Tal vez sea un sentido muy genérico, pero mi primera impresión es que la idea de «izquierda» articula toda una serie de luchas por la igualdad acontecidas en diferentes momentos históricos en la cual yo creo que vale la pena intentar inscribirse. Pero parte de esa misma tradición, al menos como yo la entiendo, implica que la política siempre está en otra parte. La izquierda siempre llevó la política allí donde se suponía que no debía suceder: del mundo de los amos al de los esclavos, de los ámbitos de la nobleza a los espacios populares, del parlamento a la fábrica, de las instituciones a la calle, del espacio público al espacio privado, etc. Así que se trata, necesariamente, de una paradójica tradición experimental, una línea de continuidad que implica su propia innovación. Y esto conduce a trabajar en situaciones no codificadas donde el eje izquierda/derecha puede no resultar operativo como recurso de orientación.
Las dinámicas de la innovación implican que espacios, dispositivos o instituciones que alguna vez trabajaron en función de la producción de experiencias igualitarias hoy puedan haberse «derechizado», funcionando bajo una lógica antagónica y, viceversa, es posible pensar en ciertos procesos de reapropiación igualitaria de elementos o recursos surgidos en el marco de experiencias enemigas de la igualdad –pienso, por ejemplo, en ciertos elementos del pensamiento de Heidegger o en al menos dos de las «tres fuentes y partes integrantes del marxismo». Entonces, si bien el eje izquierda/derecha puede resultar útil para leer la historia y para inscribirnos en una tradición experimental –es decir, se trata de categorías con mayor valor retrospectivo que prospectivo–, creo que puede resultar un riesgo operar por defecto con esa codificación en las situaciones de experimentación en curso porque, justamente, la experimentación implica la construcción de experiencias sin modelo que necesariamente conllevan una interrogación de dicha codificación.
Por último, ¿cuál es la relación entre la hipótesis de la dispersión y otros análisis que asumen a su modo el carácter «dispersivo» de la realidad contemporánea?
La hipótesis de la dispersión es una elaboración teórica que podríamos considerar en proceso de construcción. Partiendo del rol fundacional que al respecto tuvo el trabajo del historiador argentino Ignacio Lewkowicz (Del fragmento a la situación, Sucesos Argentinos, Pensar sin Estado), este proceso implica múltiples lecturas, diálogos y apropiaciones parciales provenientes de otras constelaciones conceptuales.
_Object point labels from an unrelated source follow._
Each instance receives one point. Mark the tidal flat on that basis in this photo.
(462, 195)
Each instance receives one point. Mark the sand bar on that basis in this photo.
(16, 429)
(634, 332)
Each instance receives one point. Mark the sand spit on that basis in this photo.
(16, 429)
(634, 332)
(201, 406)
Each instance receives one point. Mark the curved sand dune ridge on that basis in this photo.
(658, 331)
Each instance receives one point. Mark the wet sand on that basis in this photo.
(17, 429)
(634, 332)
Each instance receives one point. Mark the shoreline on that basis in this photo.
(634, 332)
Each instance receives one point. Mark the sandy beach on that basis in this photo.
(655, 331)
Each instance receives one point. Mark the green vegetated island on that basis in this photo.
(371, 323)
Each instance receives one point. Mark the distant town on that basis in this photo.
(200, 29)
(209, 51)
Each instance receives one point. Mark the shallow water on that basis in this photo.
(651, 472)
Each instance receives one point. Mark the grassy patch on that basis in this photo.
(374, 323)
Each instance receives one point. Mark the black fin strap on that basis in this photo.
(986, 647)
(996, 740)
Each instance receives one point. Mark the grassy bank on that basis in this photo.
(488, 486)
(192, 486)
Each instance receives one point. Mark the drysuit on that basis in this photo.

En este sentido, hay una serie de elaboraciones compatibles con la idea de una prevalencia de la inestabilidad sobre la estabilidad, tanto en la dimensión descentralizada y modulante de las nociones de imperio y multitud según las elaboraciones de Hardt y Negri, los análisis del posfordismo de otros teóricos italianos provenientes de la experiencia obrerista, la metáfora del pasaje de lo sólido a lo líquido articulada por Zigmunt Bauman, y un largo etcétera.
Pero, más allá de las conexiones posibles entre diferentes constelaciones teóricas, me parece que lo verdaderamente central es la conexión entre los conceptos y las experiencias situacionales de invención política. En ese sentido, me parece que sólo un pensamiento político «en interioridad» –es decir, el pensamiento singular e irreductible que se despliega al interior de un proceso colectivo determinado– está en condiciones de determinar la pertinencia o la impertinencia local de determinada herramienta teórica. Y desde esta perspectiva, que podríamos denominar «epistemología militante», incluso la misma hipótesis de la dispersión debe ser puesta a prueba situación por situación y sólo tendrá valor de verdad allí donde logre constituirse en una fuerza material que incida en la experiencia en curso.